O percurso tinha ruas íngremes, desafiadoras, nada parecido com o terreno plano da minha cidade. Foi exaustivo.
No meio da prova, um insight me atravessou:
“Se eu fizer melhor tempo hoje, não é para me vangloriar, mas para medir meu compromisso com a minha melhor versão.”
Não corria contra os outros.
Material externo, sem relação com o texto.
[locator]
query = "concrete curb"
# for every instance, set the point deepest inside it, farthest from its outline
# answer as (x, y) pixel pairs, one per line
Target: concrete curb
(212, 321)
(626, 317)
Corria contra mim mesmo.
E ao final, percebi que tinha me superado em relação à corrida anterior.
Isso trouxe uma satisfação incrível.
Naquele instante, lembrei do meu pai.
Ele foi um grande homem, nos criou, nos protegeu, nos deu tudo o que precisávamos.
Mas, ao partir, deixou um bilhete de despedida pedindo perdão por não deixar herança material.
Nós, filhos, nunca esperamos isso dele.
A maior herança já estava em sua presença, no que ele foi.
Então me pergunto: será que “Vincit qui patitur” — quem suporta vence — ainda faz sentido?
Talvez não baste apenas suportar.
Meu pai suportou, resistiu, perseverou.
Mas não olhou para si mesmo, não reconheceu o valor da própria vida além do papel de provedor.
Percebo hoje que vencer não é apenas aguentar a dor.
É transformar o sofrimento em consciência.
É assumir que a vitória não está fora, mas dentro.
Não corro para vencer o outro.
Corro para ser fiel ao compromisso de me tornar a minha melhor versão.